Synthesis pass · year-by-year structured walk · 15 steps
  1. 1993 Medium

    Establishing the primary structure of human KLC1 was the prerequisite for assigning its modular architecture, revealing N-terminal heptad (rod) repeats and central/C-terminal repeat units that would later be recognized as the cargo-binding and regulatory domains.

    Evidence cDNA cloning, sequencing, heterologous expression in bacteria and CHO cells, chromosomal mapping

    PMID:8274221

    Open questions at the time
    • Did not assign function to any domain
    • No interaction partners or cargo identified
    • Repeat regions not yet linked to TPR cargo recognition
  2. 2012 High

    Defining a minimal 10-residue WD motif in Alcadein-α that activates kinesin-1 through the KLC1 TPR established that short cargo motifs, not just stable docking, drive motor activation and anterograde transport.

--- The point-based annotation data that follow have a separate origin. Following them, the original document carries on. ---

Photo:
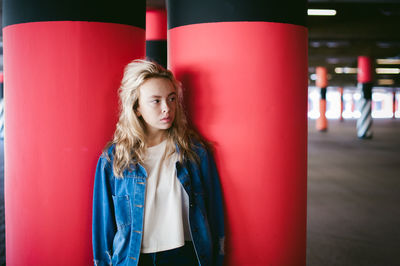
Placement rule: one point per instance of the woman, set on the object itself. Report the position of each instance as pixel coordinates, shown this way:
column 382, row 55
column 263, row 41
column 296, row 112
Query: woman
column 157, row 197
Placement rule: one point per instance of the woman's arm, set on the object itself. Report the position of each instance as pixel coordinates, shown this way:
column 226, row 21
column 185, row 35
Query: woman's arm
column 103, row 223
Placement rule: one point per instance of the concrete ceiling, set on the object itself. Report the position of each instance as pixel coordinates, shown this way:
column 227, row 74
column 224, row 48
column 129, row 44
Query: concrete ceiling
column 361, row 27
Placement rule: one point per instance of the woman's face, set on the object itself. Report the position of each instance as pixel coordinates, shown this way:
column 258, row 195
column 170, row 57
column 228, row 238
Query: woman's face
column 157, row 104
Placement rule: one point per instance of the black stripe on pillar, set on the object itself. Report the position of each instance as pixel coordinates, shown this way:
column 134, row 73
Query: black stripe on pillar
column 187, row 12
column 128, row 12
column 323, row 93
column 157, row 50
column 367, row 90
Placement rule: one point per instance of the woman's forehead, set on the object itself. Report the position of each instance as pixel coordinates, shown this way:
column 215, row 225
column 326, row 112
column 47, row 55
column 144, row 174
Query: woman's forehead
column 157, row 87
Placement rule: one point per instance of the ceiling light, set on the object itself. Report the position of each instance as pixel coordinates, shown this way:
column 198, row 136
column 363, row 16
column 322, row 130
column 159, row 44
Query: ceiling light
column 387, row 70
column 321, row 12
column 388, row 61
column 345, row 70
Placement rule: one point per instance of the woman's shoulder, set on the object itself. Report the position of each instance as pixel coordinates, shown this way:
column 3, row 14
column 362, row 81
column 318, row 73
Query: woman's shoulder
column 108, row 152
column 200, row 147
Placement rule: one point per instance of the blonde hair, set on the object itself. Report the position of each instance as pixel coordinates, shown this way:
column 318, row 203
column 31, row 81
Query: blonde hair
column 129, row 137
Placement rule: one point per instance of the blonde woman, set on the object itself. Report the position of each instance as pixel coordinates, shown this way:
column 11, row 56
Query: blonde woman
column 157, row 197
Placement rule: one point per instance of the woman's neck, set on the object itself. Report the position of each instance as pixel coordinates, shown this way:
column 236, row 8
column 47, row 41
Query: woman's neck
column 155, row 138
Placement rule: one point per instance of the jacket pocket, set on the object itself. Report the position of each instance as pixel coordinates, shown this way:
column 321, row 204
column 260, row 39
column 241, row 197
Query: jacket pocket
column 122, row 210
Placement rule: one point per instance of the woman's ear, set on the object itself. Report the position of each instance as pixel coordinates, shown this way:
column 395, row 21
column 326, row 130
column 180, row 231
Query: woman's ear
column 137, row 112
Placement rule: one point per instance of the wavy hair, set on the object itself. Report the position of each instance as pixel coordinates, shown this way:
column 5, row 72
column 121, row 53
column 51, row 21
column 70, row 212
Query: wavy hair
column 129, row 136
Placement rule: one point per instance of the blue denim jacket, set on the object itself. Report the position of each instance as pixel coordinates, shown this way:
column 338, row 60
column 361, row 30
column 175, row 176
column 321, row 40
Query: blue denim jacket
column 118, row 210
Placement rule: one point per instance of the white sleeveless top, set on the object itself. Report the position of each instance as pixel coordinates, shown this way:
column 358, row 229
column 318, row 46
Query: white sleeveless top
column 166, row 205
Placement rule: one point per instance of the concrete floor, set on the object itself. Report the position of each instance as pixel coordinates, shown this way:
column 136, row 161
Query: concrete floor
column 353, row 196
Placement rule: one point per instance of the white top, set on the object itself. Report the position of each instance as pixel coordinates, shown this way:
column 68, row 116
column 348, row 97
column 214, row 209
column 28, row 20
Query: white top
column 166, row 205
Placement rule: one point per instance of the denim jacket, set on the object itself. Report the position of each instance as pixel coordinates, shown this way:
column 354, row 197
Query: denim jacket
column 118, row 210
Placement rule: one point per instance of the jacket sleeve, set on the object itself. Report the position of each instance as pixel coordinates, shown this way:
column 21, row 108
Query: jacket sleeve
column 214, row 204
column 103, row 221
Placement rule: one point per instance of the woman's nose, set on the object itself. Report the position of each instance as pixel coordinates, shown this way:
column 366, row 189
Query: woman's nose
column 165, row 107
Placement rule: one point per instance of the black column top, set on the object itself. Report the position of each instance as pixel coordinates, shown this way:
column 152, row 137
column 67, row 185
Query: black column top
column 128, row 12
column 186, row 12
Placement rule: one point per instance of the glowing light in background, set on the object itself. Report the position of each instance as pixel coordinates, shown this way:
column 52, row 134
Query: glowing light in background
column 388, row 61
column 321, row 12
column 382, row 104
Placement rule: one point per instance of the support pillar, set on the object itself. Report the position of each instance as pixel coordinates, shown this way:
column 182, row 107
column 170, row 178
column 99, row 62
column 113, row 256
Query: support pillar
column 394, row 103
column 63, row 62
column 232, row 59
column 322, row 83
column 156, row 35
column 341, row 104
column 364, row 77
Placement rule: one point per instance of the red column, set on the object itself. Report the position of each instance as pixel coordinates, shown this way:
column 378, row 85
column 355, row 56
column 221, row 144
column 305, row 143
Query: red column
column 322, row 83
column 233, row 59
column 364, row 77
column 394, row 103
column 156, row 35
column 63, row 63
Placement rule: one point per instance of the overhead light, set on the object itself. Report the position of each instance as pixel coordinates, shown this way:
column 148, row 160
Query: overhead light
column 321, row 12
column 385, row 81
column 345, row 70
column 387, row 70
column 388, row 61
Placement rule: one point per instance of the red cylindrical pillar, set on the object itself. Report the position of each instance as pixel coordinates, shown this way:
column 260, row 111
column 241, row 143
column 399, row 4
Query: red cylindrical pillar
column 156, row 35
column 322, row 83
column 63, row 63
column 364, row 77
column 394, row 103
column 233, row 60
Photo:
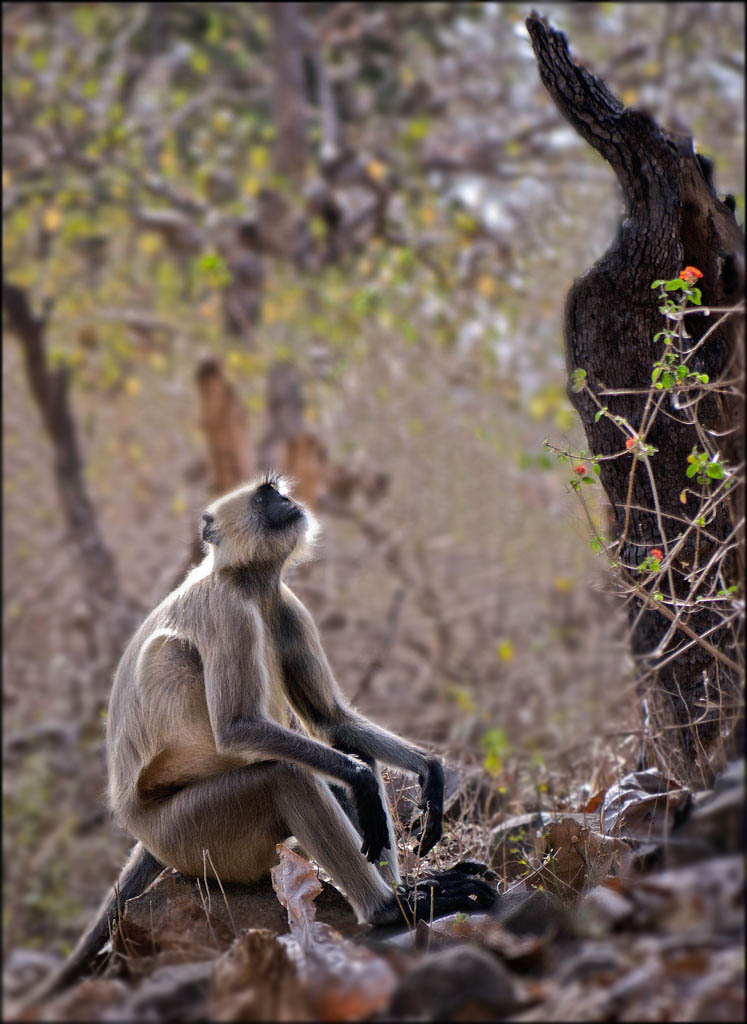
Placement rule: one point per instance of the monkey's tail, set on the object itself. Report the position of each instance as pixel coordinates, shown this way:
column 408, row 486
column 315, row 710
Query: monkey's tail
column 137, row 873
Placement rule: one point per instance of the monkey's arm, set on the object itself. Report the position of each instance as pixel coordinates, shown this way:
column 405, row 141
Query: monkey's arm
column 235, row 678
column 313, row 692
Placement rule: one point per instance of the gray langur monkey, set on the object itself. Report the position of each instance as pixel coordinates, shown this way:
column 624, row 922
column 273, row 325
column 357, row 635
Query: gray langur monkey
column 201, row 757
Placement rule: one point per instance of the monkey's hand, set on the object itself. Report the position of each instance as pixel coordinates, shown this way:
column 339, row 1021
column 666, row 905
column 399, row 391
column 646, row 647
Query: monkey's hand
column 431, row 802
column 370, row 813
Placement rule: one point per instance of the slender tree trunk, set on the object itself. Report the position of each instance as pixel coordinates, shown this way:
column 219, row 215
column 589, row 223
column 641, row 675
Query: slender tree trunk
column 110, row 616
column 291, row 150
column 673, row 218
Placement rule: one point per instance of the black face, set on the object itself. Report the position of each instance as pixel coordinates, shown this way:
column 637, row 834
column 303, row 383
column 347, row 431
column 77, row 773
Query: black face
column 276, row 510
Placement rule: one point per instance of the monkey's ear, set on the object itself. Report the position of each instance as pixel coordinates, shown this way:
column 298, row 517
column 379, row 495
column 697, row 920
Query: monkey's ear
column 209, row 532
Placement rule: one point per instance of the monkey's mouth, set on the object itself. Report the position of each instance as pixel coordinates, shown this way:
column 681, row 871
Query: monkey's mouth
column 280, row 518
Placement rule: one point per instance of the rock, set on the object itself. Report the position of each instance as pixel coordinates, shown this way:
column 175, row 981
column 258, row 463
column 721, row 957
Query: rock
column 600, row 910
column 24, row 969
column 171, row 916
column 517, row 842
column 715, row 822
column 533, row 912
column 256, row 979
column 596, row 962
column 176, row 992
column 460, row 983
column 93, row 999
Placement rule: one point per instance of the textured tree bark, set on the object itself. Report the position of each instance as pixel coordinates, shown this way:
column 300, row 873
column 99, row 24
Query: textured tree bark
column 291, row 148
column 289, row 444
column 110, row 614
column 223, row 423
column 673, row 218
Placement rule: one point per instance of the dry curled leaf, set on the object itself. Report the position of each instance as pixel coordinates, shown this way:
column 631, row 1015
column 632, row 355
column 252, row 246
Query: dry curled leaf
column 343, row 981
column 642, row 805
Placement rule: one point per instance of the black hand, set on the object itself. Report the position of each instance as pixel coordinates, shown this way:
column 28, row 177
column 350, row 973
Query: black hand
column 370, row 812
column 431, row 782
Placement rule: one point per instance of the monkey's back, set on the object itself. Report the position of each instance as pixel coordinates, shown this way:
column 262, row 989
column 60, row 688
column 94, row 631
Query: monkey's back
column 159, row 737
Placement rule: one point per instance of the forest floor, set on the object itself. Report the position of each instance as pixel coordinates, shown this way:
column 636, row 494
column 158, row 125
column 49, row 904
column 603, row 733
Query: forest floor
column 629, row 907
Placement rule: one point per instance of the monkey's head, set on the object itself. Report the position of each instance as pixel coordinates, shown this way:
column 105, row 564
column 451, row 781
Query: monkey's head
column 258, row 523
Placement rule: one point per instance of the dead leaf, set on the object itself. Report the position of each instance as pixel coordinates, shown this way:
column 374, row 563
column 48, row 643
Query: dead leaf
column 579, row 856
column 343, row 981
column 593, row 802
column 642, row 805
column 296, row 886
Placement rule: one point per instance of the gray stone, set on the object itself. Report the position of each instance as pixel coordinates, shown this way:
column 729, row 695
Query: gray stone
column 460, row 983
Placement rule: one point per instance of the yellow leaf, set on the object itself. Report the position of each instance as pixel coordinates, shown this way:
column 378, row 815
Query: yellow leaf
column 486, row 285
column 504, row 650
column 376, row 169
column 158, row 361
column 564, row 584
column 149, row 243
column 270, row 312
column 463, row 699
column 51, row 218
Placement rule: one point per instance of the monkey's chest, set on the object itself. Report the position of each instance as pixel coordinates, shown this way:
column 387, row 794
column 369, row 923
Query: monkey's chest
column 278, row 708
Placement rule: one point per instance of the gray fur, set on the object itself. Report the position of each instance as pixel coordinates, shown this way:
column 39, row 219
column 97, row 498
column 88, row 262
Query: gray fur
column 200, row 754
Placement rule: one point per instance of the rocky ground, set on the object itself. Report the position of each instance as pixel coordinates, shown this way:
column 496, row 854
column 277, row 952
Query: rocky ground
column 628, row 909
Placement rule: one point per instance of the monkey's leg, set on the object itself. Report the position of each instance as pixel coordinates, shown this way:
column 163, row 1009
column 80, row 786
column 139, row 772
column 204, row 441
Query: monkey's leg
column 314, row 816
column 240, row 816
column 388, row 862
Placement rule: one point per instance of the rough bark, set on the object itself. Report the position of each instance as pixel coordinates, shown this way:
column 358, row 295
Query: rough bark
column 110, row 616
column 673, row 218
column 223, row 422
column 289, row 444
column 291, row 148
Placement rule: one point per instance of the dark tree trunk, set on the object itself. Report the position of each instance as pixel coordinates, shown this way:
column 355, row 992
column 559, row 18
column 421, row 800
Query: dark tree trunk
column 673, row 218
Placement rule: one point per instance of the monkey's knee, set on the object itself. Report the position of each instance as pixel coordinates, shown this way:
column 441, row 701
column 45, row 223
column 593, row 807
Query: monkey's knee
column 226, row 826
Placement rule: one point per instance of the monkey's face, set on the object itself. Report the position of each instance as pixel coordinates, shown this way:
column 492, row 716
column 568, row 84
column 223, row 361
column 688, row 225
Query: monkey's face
column 257, row 523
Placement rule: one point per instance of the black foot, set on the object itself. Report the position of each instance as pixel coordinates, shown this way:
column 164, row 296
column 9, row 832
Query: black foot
column 434, row 897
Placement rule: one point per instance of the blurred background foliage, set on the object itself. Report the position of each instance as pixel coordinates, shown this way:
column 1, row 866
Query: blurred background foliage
column 383, row 198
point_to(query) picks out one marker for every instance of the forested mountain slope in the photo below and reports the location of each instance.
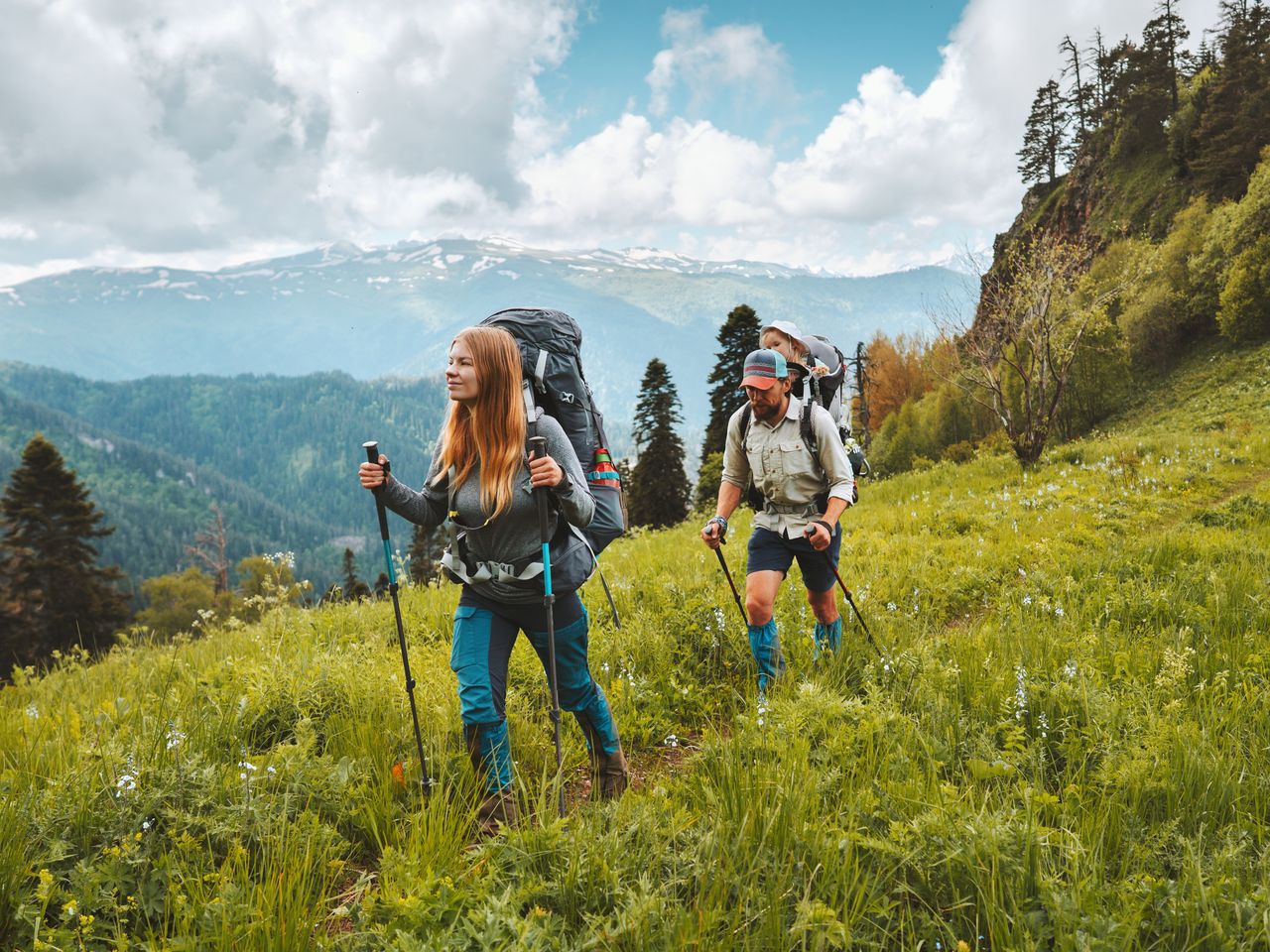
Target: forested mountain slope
(1065, 739)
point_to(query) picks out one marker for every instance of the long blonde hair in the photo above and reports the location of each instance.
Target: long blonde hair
(493, 429)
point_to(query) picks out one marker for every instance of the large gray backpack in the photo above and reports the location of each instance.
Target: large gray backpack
(550, 347)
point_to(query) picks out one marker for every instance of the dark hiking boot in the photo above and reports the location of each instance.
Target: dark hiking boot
(497, 812)
(608, 771)
(498, 809)
(611, 774)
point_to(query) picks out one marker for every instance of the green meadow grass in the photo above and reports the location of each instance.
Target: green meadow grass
(1065, 743)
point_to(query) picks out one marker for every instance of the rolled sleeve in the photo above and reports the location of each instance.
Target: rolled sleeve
(576, 506)
(425, 508)
(838, 475)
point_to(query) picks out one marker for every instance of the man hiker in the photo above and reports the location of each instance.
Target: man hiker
(804, 485)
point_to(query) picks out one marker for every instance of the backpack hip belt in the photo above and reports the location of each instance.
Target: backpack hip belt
(475, 571)
(792, 509)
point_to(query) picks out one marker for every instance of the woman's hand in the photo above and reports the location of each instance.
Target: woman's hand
(544, 472)
(372, 475)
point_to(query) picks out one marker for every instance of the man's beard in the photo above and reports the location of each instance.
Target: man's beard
(765, 412)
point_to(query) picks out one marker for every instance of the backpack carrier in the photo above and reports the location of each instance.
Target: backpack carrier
(553, 382)
(828, 390)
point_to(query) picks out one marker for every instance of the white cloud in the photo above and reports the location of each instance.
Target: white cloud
(733, 56)
(209, 130)
(630, 175)
(211, 126)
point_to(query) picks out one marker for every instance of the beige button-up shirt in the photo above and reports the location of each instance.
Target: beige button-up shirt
(784, 470)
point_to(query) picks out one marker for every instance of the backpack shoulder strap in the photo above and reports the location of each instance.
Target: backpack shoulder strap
(531, 411)
(804, 426)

    Evidence In vivo transport assays with artificial WD-motif transmembrane proteins, excess-KLC1 competition, TPR domain-deletion analysis

    PMID:22404616

    Open questions at the time
    • Structural basis of how WD binding releases motor autoinhibition not resolved
    • Only part of TPR required, but the activating allosteric step undefined
  3. 2014 Low

    A yeast two-hybrid link between KLC1 and the fission protein Dnm1L/DRP1 raised the possibility that KLC1 mediates post-fission mitochondrial transport independently of direct KIF5 binding.

    Evidence Yeast two-hybrid screen and co-localization in cultured cells

    PMID:25082190

    Open questions at the time
    • Yeast two-hybrid and co-localization only; no co-IP or reciprocal validation
    • No functional mitochondrial transport assay in mammalian cells
    • Single lab, unconfirmed
  4. 2015 High

    Genetic loss of KLC1 separated cargo speed from processivity in vivo, showing KLC1 controls phagosome run length, localization, and degradation rather than velocity, and links this to age-related RPE pathology.

    Evidence Live-cell imaging of RPE phagosomes plus KLC1 knockout mice with AMD-like phenotypic analysis

    PMID:26261180

    Open questions at the time
    • Cargo adaptor coupling phagosomes to KLC1 not identified
    • Molecular basis of run-length dependence on KLC1 unresolved
  5. 2017 High

    Demonstrating that Thr466 phosphorylation selectively abolishes the JIP1b interaction and the fast-velocity mode of APP transport, while sparing a separate coiled-coil-mediated interaction, established phosphorylation as a cargo- and mode-specific regulatory switch relevant to brain aging.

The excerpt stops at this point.